As the weeks roll by and the dinner belts steadily disappear from shop windows, you silently pray that the tussle between your parents does not sustain beyond the Super Party.

You also pray the feud will not outlast the shops’ stock levels. You are essentially a prayer warrior as each passing day your schoolmates boast about having acquired their dinner belts. Mission accomplished!

Meanwhile, you are watching your family cabinet argument playing itself out and resisting the urge to say ‘On a point of order Mr Speaker. I stand here to support the Minister of Finance’s proposal to buy a dinner belt as it is a very important acquisition to this family and will enable us to maintain our dignity out there in the public.’

During this time, you are firmly supporting your mother mainly because you cannot be seen without a dinner belt in the Super Party photos. Supporting your mother comes at a price though. It means your obedience meter shoots to the maximum and you are now completing every household chore in record time. You are even volunteering for chores you used to refuse doing. By the time the Minister of Finance’s budget is approved you are close to burnout.

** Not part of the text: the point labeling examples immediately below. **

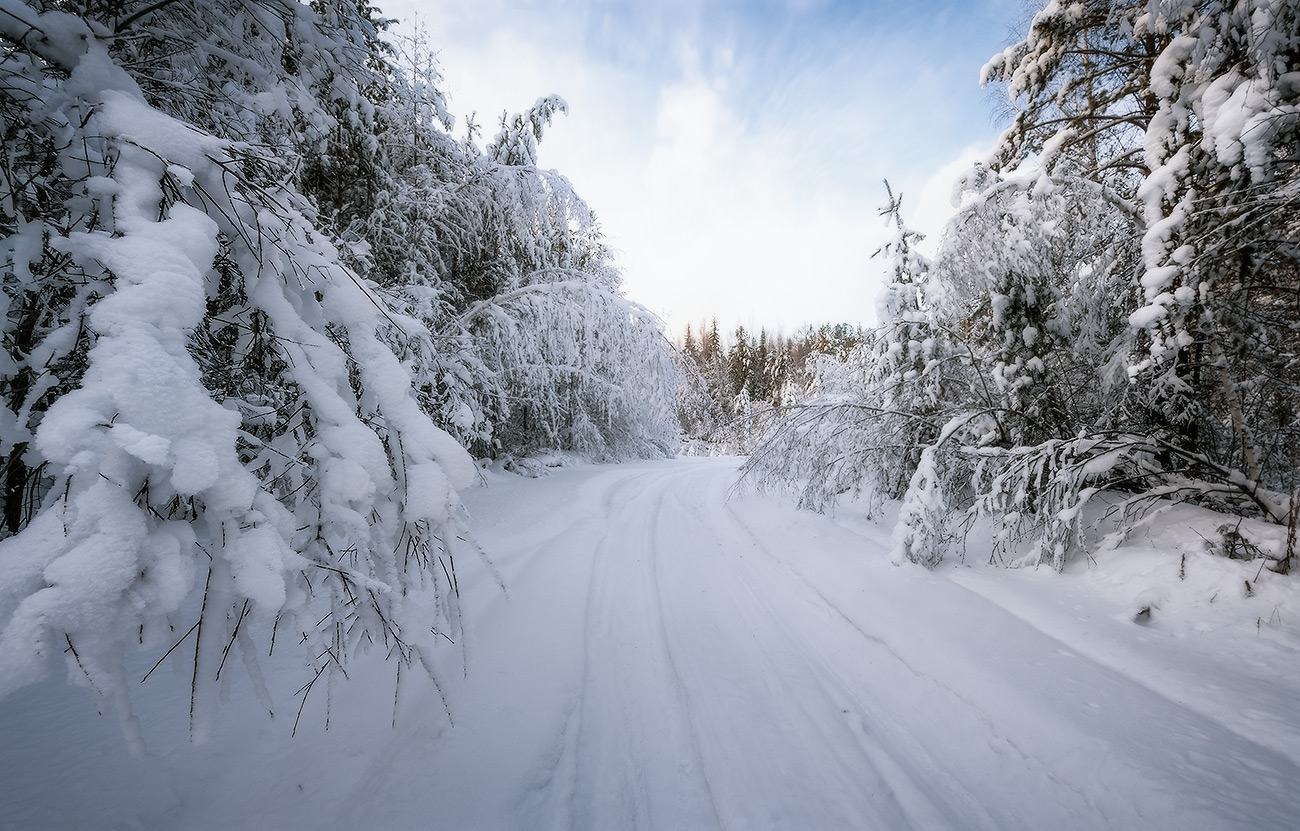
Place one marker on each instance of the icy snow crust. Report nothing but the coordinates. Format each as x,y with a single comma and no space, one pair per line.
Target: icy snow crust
667,658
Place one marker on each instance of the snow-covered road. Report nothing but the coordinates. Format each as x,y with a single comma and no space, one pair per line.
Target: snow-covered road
672,659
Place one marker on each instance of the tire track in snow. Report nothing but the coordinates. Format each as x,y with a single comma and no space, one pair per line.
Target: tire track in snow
633,758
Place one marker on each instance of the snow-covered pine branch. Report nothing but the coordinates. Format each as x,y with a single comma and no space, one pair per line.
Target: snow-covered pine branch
287,481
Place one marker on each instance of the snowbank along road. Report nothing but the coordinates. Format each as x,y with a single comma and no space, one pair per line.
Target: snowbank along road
670,658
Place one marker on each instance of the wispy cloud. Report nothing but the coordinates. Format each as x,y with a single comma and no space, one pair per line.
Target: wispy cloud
735,150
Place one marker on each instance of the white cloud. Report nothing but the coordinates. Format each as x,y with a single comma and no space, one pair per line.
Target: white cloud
737,172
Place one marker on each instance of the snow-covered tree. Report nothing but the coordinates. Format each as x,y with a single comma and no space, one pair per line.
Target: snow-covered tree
247,275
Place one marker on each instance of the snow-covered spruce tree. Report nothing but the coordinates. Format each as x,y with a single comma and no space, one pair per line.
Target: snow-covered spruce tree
285,481
872,420
568,363
1183,115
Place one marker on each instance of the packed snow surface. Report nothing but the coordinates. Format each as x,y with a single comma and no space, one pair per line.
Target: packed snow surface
667,657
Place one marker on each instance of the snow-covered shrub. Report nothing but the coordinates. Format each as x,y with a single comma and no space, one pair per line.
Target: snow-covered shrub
226,448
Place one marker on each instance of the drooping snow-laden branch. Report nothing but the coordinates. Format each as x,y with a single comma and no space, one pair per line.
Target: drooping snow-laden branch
289,481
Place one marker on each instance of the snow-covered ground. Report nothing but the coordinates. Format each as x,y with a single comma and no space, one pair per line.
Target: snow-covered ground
667,658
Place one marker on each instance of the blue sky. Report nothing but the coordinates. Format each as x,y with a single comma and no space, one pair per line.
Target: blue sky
735,151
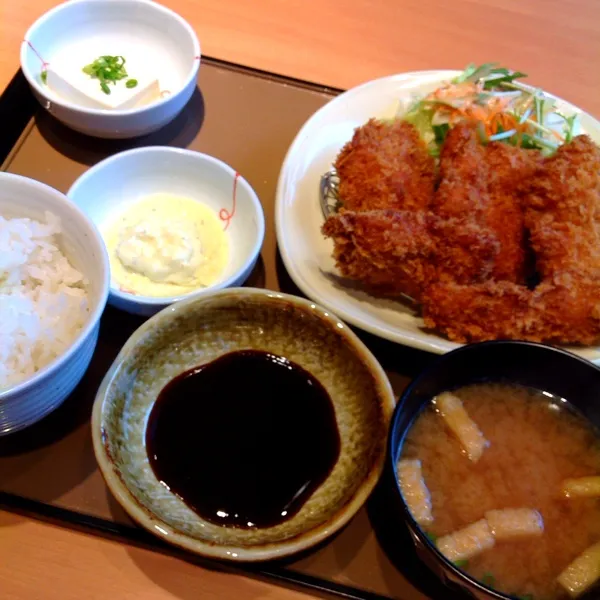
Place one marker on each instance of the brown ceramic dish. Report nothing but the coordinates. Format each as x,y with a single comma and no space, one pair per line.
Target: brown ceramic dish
197,331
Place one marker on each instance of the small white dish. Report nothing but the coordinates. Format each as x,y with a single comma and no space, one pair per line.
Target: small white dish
114,184
298,216
30,400
152,38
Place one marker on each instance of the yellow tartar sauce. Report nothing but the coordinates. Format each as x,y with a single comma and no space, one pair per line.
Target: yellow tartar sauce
165,246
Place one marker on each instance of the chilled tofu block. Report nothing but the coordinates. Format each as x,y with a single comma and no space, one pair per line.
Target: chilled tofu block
468,542
583,487
415,492
461,425
77,87
511,523
582,573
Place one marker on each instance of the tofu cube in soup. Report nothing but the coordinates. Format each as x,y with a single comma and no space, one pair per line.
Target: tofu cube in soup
582,487
462,426
468,542
414,491
582,573
513,523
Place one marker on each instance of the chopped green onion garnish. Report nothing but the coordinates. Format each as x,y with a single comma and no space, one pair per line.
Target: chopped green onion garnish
502,135
108,69
440,132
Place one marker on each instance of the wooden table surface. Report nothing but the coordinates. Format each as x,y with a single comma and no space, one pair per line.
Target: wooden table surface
335,42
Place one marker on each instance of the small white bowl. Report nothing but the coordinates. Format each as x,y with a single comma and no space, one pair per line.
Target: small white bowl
78,27
108,188
28,401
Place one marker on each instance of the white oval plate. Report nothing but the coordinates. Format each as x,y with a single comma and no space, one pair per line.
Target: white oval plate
298,217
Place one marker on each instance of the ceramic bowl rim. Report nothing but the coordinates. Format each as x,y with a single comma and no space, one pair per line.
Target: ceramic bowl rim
262,552
201,157
392,451
110,112
94,317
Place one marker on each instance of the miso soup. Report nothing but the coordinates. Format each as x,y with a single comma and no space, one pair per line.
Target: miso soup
506,470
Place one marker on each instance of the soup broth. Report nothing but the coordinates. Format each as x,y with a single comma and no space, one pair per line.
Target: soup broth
535,443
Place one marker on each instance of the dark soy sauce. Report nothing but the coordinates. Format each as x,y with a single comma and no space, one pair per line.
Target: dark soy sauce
244,440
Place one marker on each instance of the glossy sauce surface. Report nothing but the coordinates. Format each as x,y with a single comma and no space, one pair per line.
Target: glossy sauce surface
244,440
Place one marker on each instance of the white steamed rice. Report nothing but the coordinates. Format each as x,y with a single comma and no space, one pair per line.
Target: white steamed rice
43,299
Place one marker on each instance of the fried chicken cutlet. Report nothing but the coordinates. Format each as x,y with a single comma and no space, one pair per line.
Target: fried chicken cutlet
385,165
562,212
402,252
482,182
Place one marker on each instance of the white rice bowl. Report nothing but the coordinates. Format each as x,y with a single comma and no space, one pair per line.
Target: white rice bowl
44,301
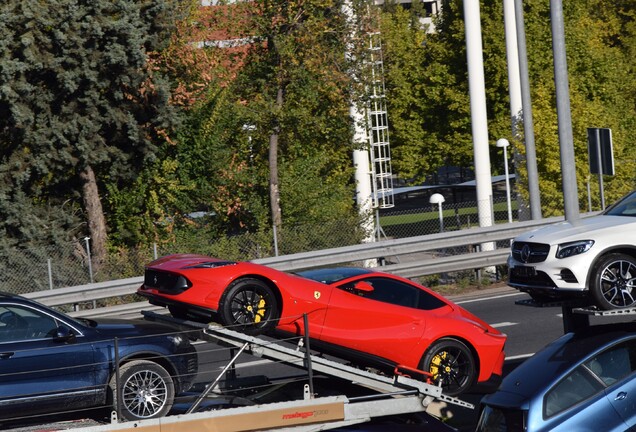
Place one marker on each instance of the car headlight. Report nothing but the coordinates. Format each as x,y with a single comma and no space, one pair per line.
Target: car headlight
566,250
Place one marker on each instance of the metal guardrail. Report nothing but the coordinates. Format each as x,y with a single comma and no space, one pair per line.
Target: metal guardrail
408,257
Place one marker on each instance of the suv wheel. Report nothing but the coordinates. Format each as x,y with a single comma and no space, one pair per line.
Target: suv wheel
613,282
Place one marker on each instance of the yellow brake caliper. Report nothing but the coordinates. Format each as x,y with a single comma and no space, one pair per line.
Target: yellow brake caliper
436,364
260,312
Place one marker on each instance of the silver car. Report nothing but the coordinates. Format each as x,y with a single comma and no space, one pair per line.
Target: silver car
593,258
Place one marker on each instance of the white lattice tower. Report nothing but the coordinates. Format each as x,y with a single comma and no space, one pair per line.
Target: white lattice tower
378,126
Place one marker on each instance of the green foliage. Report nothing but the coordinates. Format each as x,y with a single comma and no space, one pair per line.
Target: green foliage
426,79
76,92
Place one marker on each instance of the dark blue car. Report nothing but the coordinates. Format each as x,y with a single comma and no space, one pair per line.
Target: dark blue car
52,363
583,381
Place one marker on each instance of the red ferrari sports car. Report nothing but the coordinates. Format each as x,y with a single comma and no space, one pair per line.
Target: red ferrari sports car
371,318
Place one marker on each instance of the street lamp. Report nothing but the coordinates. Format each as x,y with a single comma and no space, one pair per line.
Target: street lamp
438,199
503,143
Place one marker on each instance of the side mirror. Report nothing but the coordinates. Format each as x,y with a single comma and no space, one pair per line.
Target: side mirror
364,287
63,334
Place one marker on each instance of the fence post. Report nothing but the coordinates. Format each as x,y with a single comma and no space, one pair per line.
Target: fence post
90,264
48,261
275,240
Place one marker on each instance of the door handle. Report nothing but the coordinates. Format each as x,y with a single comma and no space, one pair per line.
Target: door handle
621,396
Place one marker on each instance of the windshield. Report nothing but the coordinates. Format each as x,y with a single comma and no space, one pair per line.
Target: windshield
493,419
625,207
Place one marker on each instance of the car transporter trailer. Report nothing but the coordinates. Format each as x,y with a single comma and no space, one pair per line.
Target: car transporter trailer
396,395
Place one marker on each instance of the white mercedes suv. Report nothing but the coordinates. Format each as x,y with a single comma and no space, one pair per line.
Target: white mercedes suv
594,257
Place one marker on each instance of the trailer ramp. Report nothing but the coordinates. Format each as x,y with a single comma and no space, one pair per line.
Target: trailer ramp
396,395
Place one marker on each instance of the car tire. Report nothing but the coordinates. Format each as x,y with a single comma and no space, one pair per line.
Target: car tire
613,282
146,390
178,312
451,365
249,305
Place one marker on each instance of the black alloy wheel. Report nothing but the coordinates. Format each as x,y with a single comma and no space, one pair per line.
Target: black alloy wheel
451,365
146,390
249,305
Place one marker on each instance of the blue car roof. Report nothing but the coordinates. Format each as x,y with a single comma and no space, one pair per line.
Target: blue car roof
544,368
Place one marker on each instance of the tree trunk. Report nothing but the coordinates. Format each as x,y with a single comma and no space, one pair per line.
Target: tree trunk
274,195
95,214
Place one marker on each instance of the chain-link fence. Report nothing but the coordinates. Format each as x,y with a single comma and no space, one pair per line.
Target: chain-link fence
30,270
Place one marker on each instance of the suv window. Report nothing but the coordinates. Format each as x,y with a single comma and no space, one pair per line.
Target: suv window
592,376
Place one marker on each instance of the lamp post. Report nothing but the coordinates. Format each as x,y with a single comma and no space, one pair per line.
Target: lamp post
438,199
503,143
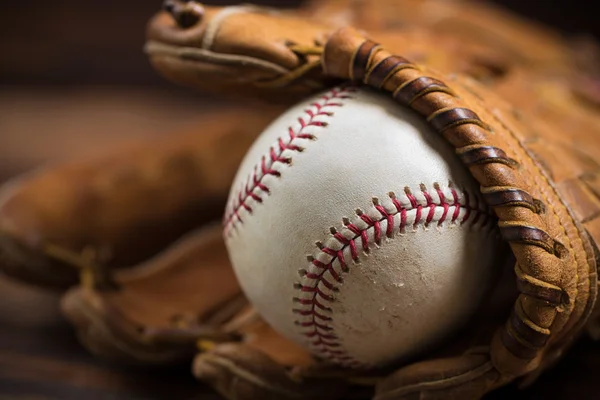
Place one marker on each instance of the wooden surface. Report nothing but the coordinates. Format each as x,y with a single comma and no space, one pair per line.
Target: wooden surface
40,357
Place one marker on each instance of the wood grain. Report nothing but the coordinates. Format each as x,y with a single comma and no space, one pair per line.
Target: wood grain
40,358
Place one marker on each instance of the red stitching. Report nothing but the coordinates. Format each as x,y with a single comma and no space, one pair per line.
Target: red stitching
254,187
313,308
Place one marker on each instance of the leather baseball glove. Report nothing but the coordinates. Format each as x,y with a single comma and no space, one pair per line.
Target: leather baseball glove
525,123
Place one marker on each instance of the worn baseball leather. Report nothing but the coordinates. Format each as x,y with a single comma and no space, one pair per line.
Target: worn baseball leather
525,123
85,214
547,207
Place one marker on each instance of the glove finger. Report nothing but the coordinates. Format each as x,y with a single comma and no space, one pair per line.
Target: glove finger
161,308
240,371
466,377
123,208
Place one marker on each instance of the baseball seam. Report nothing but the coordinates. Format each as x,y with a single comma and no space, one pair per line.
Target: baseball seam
320,281
255,187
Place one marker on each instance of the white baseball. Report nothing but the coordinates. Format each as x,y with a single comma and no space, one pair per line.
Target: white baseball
356,232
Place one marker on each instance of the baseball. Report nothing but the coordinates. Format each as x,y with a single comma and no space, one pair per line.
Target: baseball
356,232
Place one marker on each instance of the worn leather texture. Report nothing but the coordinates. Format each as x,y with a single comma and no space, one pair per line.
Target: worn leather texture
525,123
406,249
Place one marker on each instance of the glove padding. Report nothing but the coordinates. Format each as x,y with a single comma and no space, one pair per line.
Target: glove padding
547,208
121,209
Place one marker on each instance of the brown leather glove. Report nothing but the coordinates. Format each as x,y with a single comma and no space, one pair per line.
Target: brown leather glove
547,208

I was actually reminded of the dinner belt when I happened to come across some old photographs where I was all suited and dinner-belted and looking very handsome. I know the latter is hard to believe but cameras in those days didn’t lie.

There was no photoshop and filters then and you would agree with me if you were to see the photos.

The dinner belt had a very short lifespan. After the Super Party I looked for opportunities to show off my dinner belt which had been acquired under very trying circumstances.

It would not have been fair to my mother for me to have worn it only once. She had fought a very tough battle to ensure that her first son got the dinner belt. 

I decided church would be a perfect place but after one trip which attracted stares, smirks and wisecracks I quickly abandoned the idea. Dinner belts belong to Super Parties. It has been decreed somewhere in the heavens I think.